There is contradiction when you say "When I'm with him I'm happy," then admit you feel rejected, pathetic and desperate. That he is selfish and slightly put off by your son. Are these the qualities that attract you to him? How did your self-esteem ever get so low that you would ever consider staying in a situation like this?...Especially if you say there are other men who are interested in pursuing you? Why are you seeking a committed relationship, and what void are you trying to fill? What, *exactly* is it about this man that you think you *love* so damn much?

 

It seems, by your post, that you already know the answers. I think you are just looking for some affirmation. You don't need permission...listen to your intuitions. Imagine what advice you would give someone else in this situation--And Listen To It.

 

No more "Ms. Nice Chick!" Be your OWN best friend, and the rest will fall into place...
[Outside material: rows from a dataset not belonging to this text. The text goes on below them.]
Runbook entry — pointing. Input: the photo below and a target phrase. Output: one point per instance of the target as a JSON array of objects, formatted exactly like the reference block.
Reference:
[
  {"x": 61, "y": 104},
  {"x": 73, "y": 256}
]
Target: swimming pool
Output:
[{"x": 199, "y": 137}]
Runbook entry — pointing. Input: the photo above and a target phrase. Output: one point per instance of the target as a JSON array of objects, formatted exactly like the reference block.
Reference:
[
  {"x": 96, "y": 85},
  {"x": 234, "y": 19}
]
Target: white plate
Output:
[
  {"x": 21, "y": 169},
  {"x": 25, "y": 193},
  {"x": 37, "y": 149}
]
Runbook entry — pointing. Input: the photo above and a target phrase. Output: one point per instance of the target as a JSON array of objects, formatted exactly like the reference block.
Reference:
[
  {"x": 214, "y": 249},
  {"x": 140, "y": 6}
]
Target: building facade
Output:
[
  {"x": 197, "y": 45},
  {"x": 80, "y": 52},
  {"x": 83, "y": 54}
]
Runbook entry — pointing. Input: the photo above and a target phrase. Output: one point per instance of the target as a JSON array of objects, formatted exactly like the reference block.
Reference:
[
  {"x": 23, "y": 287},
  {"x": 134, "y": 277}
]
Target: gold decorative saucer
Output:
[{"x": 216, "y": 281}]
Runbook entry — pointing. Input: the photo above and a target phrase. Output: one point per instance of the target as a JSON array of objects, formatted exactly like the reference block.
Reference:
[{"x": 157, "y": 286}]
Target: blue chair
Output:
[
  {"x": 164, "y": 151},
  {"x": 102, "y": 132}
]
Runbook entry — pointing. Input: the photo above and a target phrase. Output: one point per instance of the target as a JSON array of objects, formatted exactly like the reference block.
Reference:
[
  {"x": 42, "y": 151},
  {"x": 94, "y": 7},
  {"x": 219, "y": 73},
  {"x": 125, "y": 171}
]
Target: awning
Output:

I have been with the same guy on and off for almost 9 months and I know I love him. I have a 15 month old son that he is slightly put off by, but it hasnt been a problem that he cant deal with. We recently took him camping with us for five days and that went quite well. At this time he is my "ex", but we've broken up a couple of times before and everything stayed the same, both of us agreeing not to see or be with other people. This time it has somehow changed but it seems that he is going through a rough time within himself, (he is a manic-depressive), and this mental illness can effect our feelings, perspectives, and moods when the disease is in control. To me though it seems like I'm getting severley screwed around because he has made all these decisions concerning our relationship, and it all is very selfish on his part. He tells me he loves me, but dosent want to be in a relationship right now, and wont even see me or spend time with me because he is and always has been extremely physically attracted to me, and he dosent want to do anything to make me think that we're back together. He says that he dosent trust me, but I've never done anything to betray him. I believe that it is an excuse, but I cant think of a reason that we shouldnt be together. He calls me at least once a day, and if he hears that any other guy was even talking to me he gets very jealous. He creates all these ridiculous stories in his head with me being intimate with other men. It feels like he just really enjoys the attention that he's recieving from me, and that rejecting me makes him feel better about himself. I starting to feel pathetic and desperate, although I am a very attractive woman and I have had many offers from different men, claiming that they could treat me way better. I just dont want to be with anyone else. When I'm with him I'm happy and I feel like I could easily spend the rest of my life with him. Sorry, now I'm just rambling on, but if anyone actually had the patience and attention span to read to this point I just want to say thankyou, and please, I'm awaiting any advice that anyone might have. I need to do something to help myself now, no more mrs. nice chick!!!